Franklin D. Roosevelt's relationship with Civil Rights was a complicated one. While he was popular among African Americans, Catholics and Jews, he has in retrospect received heavy criticism for the ethnic cleansing of Mexican Americans in the 1930s known as the Mexican Repatriation and his internment of Japanese Americans during the Second World War. From its creation under the National Housing Act of 1934 signed into law by Roosevelt, official Federal Housing Administration (FHA) property appraisal underwriting standards to qualify for mortgage insurance had a whites-only requirement excluding all racially mixed neighborhoods or white neighborhoods in proximity to black neighborhoods, and the FHA used its official mortgage insurance underwriting policy explicitly to prevent school desegregation.[1][2]

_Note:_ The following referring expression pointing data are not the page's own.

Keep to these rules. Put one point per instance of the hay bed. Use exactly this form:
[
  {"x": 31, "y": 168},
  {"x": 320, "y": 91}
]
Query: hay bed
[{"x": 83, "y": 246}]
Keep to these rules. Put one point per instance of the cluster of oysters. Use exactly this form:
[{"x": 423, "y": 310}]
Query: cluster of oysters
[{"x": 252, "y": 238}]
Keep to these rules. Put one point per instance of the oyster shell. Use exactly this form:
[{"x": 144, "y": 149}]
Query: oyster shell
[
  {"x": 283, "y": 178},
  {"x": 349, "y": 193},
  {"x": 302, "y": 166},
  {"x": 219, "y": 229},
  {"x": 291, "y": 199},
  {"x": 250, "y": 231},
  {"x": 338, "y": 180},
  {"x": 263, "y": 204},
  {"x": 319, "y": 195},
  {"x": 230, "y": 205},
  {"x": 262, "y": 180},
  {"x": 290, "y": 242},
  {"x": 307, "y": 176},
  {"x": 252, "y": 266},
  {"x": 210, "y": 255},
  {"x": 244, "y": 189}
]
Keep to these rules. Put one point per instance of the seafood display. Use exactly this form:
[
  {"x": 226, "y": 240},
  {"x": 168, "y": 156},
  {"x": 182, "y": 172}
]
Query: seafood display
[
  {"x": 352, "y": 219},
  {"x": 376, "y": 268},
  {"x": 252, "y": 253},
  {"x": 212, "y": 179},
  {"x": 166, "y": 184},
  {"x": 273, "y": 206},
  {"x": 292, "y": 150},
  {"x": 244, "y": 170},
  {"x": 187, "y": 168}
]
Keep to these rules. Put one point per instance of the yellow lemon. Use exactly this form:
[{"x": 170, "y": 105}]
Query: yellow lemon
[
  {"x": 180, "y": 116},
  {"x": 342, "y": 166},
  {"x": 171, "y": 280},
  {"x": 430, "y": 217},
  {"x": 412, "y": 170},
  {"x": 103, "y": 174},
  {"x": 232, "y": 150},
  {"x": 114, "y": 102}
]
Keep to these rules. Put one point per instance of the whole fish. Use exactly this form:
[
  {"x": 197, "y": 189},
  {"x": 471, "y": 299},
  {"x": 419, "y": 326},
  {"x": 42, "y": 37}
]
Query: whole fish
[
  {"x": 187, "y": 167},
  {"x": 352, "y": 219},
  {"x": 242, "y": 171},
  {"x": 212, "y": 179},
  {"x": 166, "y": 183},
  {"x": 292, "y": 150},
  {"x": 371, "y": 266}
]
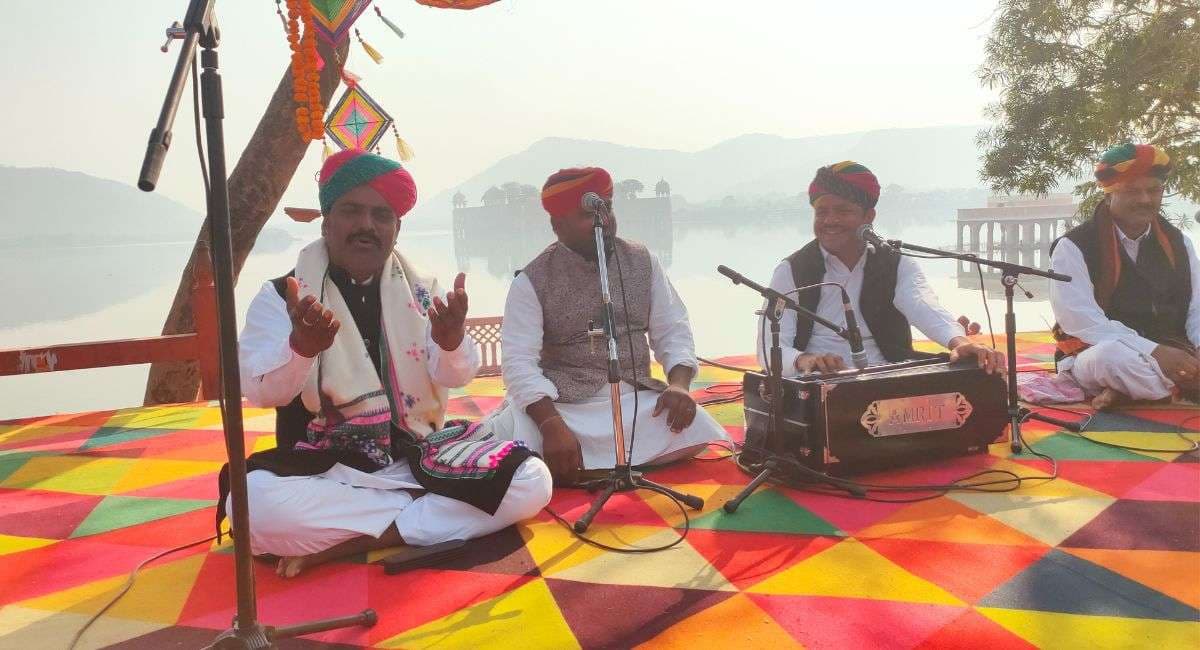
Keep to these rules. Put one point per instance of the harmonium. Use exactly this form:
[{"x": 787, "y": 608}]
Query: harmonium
[{"x": 879, "y": 417}]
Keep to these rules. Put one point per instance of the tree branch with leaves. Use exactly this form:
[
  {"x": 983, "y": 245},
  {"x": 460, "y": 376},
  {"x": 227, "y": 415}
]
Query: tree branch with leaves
[{"x": 1079, "y": 76}]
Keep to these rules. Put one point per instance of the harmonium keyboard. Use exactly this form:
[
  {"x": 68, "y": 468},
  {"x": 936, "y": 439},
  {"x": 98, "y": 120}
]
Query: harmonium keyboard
[{"x": 879, "y": 417}]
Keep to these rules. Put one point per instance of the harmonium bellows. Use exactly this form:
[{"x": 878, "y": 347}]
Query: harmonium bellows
[{"x": 885, "y": 416}]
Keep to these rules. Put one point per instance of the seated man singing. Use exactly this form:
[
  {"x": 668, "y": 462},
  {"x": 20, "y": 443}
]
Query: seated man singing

  1. ^ Levine, Hillel; Harmon, Lawrence (1992). The Death of an American Jewish Community: A Tragedy of Good Intentions. New York: Free Press. pp. 68–72. ISBN 978-0029138656.
  2. ^ Rothstein, Richard (2017). The Color of Law: A Forgotten History of How Our Government Segregated America. New York: Liveright Publishing Corporation. pp. 64–67. ISBN 978-1631494536.